Here’s a little history lesson that puts a spotlight on our expensive future if PGE, PacifiCorp and environmentalists have their way. Oregon ratepayers will be paying more for electricity and getting less in return if the Legislature rubber stamps the backroom deal that the big investor-owned utilities and enviros hammered together (HB 4036).
How do we know? Well, consider what happened the last time the Legislature required that PGE and PacifiCorp must meet a certain percentage of their electric generation using select renewable energy sources (wind, solar and geothermal power, but not the clean, sustainable hydro power Oregon has in abundance). The state’s 2007 “renewable portfolio standard” set a goal of 3,000 megawatts of wind, solar or geothermal.

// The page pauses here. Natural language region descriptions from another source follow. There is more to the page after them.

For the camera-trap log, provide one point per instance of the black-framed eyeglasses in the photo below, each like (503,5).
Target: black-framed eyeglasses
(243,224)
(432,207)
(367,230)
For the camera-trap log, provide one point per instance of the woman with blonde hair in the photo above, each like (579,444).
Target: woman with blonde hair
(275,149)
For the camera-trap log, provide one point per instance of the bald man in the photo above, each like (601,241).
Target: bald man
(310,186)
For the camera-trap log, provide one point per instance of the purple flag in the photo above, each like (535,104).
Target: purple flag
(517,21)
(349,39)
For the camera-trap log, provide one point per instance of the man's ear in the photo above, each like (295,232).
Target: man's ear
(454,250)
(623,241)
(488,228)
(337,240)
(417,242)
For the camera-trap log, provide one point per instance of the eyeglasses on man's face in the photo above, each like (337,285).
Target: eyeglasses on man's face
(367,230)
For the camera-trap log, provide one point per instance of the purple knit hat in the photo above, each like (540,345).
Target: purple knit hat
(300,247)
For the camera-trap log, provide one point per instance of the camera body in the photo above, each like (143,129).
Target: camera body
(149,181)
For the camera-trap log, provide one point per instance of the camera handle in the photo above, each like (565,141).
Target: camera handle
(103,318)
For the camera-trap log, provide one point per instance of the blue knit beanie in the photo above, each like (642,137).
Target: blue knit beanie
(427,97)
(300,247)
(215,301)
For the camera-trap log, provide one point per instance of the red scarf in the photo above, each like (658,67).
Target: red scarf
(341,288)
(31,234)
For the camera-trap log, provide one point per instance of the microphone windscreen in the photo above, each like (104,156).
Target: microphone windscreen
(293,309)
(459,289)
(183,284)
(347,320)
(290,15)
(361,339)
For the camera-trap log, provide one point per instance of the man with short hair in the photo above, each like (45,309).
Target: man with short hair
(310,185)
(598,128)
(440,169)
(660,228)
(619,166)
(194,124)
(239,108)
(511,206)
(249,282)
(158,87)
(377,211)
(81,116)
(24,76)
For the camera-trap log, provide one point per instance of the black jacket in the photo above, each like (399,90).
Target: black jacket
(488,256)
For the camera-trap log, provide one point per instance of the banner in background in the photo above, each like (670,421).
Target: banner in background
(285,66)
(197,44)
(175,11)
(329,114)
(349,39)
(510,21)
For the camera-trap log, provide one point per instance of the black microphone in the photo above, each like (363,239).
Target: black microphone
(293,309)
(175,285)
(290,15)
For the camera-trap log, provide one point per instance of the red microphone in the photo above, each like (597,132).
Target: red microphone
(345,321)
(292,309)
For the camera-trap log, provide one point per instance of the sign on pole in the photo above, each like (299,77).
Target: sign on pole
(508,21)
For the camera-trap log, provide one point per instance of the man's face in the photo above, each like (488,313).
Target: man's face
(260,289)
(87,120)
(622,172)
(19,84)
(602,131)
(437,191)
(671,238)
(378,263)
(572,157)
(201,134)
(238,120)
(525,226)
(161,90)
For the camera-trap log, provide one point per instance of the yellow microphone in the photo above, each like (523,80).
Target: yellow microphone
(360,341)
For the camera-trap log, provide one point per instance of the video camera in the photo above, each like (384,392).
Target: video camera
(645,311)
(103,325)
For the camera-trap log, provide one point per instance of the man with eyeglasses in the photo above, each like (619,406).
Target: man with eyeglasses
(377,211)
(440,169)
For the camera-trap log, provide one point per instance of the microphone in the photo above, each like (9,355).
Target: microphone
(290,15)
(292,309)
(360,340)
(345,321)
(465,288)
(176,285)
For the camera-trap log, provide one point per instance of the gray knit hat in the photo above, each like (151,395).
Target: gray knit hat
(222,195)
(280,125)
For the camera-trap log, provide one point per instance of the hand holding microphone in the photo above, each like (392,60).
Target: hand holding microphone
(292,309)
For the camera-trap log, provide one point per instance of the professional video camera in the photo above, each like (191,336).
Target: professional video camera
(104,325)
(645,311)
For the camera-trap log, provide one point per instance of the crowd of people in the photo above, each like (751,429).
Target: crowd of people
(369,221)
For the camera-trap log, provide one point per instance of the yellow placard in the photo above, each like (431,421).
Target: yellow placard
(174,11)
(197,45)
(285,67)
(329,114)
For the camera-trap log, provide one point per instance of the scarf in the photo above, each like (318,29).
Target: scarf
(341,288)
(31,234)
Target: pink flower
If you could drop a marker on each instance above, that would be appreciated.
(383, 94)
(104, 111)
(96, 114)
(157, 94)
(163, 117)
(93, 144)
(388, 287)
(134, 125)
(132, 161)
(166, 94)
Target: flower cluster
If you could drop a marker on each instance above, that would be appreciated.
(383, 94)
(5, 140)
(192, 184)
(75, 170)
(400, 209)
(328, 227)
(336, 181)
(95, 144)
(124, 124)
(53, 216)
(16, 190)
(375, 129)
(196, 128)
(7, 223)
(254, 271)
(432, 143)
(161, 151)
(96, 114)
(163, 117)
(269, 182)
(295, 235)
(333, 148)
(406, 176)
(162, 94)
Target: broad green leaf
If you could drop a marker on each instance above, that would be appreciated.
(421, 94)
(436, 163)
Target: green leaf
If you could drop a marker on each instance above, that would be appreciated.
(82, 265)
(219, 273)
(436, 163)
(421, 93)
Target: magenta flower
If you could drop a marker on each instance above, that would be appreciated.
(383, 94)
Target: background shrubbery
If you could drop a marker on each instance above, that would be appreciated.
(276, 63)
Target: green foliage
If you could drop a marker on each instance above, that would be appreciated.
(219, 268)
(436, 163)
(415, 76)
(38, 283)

In the years since passage, PGE undertook two projects that are worthy of examining. The Tucannon Wind Farm was designed to help meet the 2007 RPS requirements. The Carty Combined Natural Gas Plant was not. Both cost roughly the same, a little over $500 million each.
What did ratepayers get for these half-a-billion-dollar investments? Did they receive the same new energy capacity? Not at all. Wind, as you may have noticed, doesn’t blow all the time. So you have to factor in the “actual capacity” of the Carty combined cycle natural gas plan vs. that of the Tucannon Wind Farm. Carty operates at 70 percent capacity and produces 308 megawatts. Tucannon, by contrast, operates at 37 percent and produces only 98 megawatts. In other words, PGE has to build 3.14 wind farms similar to Tucannon to equal the kilowatt production of one Carty gas plan. It would cost $1.67 billion to build three-plus wind farms versus $514 million for a gas-fired plant similar to Carty. That’s a cost difference of $1.133 billion for 308 megawatts.
PGE and PacifiCorp have been spending more for less – much less – energy under the existing RPS law. But don’t worry about PGE and PacifiCorp. They can charge ratepayers for that cost difference and tack on a guaranteed profit for their shareholders in the bargain. Nice for the PGE and PacifiCorp; not so nice for you, their ratepayers.
And this will only get worse under the deal that PGE and PacifiCorp reached behind closed doors with the environmentalists. Consider what it will cost to add the additional 3,000 megawatts of RPS mandated renewable power called for in the deal. If you project the cost of the additional 3,000 megawatts required in the deal, the difference totals $11.04 billion – an additional $11.04 billion paid for, once again, by ratepayers.
Leaving future Oregon ratepayers holding the bag for an extra $11.04 billion would be nervy enough, but PGE and PacifiCorp managed to include several special goodies for themselves in the backroom deal. They would reverse earlier PUC decisions that saved Oregon electric customers tens of millions of dollars not just for one year, but for years into the future.
Again, nice for PGE and PacifiCorp; not so nice for their customers.
Roger Nyquist is chairman of the Linn County Board of Commissioners.